By California Black Media

Republican lawmakers gathered outside of the Employee Development Department in Sacramento on Jan. 23 to call for the repeal of AB5, the five-year old California law that reclassified gig workers and other independent contractors as W-2 employees under the state’s labor code.
Organizers said they also held the rally to push back against current efforts in Washington to pass a similar federal law.

“We are here to talk about this very important issue – a battle we have fought for many years – to stop this disastrous AB 5 policy,” said Assembly Republican Leader James Gallagher (R-Yuba City).
Now, that threat has gone national as we have seen this new rule being pushed out of the Biden administration,” Gallagher continued.

On Jan. 10, the U.S. Department of Labor issued a new rule providing guidance on “on how to analyze who is an employee or independent contractor under the Fair Labor Standards Act (FLSA).”
“This final rule rescinds the Independent Contractor Status Under the Fair Labor Standards Act rule (2021 IC Rule), that was published on January 7, 2021, and replaces it with an analysis for determining employee or independent contractor status that is more consistent with the FLSA as interpreted by longstanding judicial precedent,” a Department of Labor statement reads.
U.S. Congressmember Kevin Kiley (R-CA-3), who is a former California Assemblymember, spoke at the rally.

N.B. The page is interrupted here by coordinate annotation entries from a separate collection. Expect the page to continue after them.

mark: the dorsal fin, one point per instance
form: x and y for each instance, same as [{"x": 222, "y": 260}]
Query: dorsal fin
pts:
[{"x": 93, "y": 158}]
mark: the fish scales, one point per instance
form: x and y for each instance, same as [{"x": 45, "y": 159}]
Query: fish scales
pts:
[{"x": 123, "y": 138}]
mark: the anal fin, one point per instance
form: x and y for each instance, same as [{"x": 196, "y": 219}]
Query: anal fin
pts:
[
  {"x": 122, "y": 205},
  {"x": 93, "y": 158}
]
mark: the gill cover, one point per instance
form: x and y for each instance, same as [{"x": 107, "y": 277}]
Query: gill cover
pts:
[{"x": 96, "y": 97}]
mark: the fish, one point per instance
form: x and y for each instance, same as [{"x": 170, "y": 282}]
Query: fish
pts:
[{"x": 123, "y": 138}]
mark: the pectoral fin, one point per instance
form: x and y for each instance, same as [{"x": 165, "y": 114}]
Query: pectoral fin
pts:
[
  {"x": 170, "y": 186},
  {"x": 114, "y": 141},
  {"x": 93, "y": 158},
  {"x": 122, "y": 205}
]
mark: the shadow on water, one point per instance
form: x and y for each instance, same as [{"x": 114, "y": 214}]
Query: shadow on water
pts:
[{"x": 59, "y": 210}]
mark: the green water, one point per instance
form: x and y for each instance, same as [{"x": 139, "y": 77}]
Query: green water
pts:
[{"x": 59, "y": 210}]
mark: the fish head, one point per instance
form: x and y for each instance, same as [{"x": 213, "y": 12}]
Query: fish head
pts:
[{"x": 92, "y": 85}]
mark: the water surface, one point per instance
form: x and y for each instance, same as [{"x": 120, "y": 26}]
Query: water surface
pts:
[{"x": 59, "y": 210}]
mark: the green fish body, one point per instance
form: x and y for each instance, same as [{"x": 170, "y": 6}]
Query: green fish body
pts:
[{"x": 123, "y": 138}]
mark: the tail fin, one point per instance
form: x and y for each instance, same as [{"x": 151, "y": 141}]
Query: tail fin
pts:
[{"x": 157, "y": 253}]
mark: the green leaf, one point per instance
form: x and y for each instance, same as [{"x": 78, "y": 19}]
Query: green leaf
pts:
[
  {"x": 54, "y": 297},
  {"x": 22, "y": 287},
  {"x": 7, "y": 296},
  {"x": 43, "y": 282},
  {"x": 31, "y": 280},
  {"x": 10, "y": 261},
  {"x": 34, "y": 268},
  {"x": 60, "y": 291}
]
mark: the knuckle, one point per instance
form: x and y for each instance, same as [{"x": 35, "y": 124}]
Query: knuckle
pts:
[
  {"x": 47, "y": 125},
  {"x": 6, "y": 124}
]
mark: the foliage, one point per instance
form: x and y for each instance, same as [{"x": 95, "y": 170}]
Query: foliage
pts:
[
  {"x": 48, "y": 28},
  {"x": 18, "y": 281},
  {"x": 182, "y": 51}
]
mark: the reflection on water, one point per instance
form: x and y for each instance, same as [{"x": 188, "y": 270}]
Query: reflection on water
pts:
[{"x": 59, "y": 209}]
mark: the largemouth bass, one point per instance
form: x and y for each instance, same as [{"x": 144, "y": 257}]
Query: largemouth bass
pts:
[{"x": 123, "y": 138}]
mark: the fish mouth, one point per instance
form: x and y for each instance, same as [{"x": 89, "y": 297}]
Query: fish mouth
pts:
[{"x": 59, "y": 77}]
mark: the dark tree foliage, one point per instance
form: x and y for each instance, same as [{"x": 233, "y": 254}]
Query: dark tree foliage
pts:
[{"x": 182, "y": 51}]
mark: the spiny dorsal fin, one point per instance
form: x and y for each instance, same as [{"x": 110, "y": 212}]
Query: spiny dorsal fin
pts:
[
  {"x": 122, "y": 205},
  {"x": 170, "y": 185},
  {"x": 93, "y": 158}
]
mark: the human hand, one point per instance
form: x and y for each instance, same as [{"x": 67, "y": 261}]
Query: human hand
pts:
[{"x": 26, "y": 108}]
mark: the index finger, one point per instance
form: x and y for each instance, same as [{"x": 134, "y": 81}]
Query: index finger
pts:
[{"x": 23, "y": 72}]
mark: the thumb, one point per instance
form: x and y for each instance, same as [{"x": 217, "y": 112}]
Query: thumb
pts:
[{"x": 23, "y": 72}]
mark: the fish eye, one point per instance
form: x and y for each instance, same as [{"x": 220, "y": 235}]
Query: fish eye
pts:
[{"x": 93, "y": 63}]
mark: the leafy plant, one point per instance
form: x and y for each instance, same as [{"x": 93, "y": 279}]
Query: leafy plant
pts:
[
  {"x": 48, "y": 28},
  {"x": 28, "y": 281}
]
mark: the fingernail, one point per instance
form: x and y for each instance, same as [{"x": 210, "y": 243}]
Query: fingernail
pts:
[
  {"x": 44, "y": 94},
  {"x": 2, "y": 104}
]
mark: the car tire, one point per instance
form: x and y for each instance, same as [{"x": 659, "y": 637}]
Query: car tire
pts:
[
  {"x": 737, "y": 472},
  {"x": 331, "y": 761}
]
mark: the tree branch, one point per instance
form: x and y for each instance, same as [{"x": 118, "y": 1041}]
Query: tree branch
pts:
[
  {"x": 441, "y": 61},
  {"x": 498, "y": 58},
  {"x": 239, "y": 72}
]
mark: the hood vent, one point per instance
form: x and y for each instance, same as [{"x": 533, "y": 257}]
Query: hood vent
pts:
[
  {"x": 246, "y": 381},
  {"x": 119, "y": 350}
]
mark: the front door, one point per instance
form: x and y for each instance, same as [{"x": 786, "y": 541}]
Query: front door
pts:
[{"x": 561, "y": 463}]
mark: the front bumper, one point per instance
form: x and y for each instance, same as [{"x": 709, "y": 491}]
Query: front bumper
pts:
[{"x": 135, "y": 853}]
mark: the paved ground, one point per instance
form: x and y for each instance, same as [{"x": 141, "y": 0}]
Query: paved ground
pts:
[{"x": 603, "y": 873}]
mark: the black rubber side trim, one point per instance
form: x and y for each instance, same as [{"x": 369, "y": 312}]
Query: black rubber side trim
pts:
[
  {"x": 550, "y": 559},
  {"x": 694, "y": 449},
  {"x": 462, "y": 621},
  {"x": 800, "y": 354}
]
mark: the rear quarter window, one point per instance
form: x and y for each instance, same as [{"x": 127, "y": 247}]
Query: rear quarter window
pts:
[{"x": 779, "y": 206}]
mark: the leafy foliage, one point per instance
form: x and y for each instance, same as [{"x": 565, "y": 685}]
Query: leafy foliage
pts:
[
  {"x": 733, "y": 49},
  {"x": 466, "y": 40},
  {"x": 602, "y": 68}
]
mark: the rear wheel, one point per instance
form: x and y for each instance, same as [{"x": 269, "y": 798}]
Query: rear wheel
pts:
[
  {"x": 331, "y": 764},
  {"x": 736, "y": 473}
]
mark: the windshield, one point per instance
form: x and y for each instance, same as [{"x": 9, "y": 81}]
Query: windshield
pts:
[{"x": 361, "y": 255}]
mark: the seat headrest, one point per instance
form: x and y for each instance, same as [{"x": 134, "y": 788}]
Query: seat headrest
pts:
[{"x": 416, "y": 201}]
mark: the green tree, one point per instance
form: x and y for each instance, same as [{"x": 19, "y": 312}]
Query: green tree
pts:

“We are here today to warn against the nationalization of one of the worst laws that has ever been passed in California, which has devastated the livelihoods of folks in over 600 professions,” said Kiley, adding that the law has led to a 10.5% decline in self-employment in California.

Kiley blamed U.S Acting Secretary of Labor, July Su, who was the former secretary of the California Labor and Workforce Development Agency, for leading the effort to redefine “contract workers” at the federal level.
Kiley said two separate lawsuits have been filed against Su’s Rule – its constitutionality and the way it was enacted, respectively. He said he is also working on legislation in Congress that puts restrictions on the creation and implementation of executive branch decisions like Su’s.
Assemblymember Kate Sanchez (R-Rancho Santa Margarita) announced that she plans to introduce legislation to repeal AB 5 during the current legislative session.

“So many working moms like myself, who are also raising kids, managing households, were devastated by the effects of AB 5 because they lost access to hundreds of flexible professions,” Sanchez continued. “I’ve been told by many of these women that they have lost their livelihoods as bookkeepers, artists, family caregivers, designers, and hairstylists because of this destructive law.”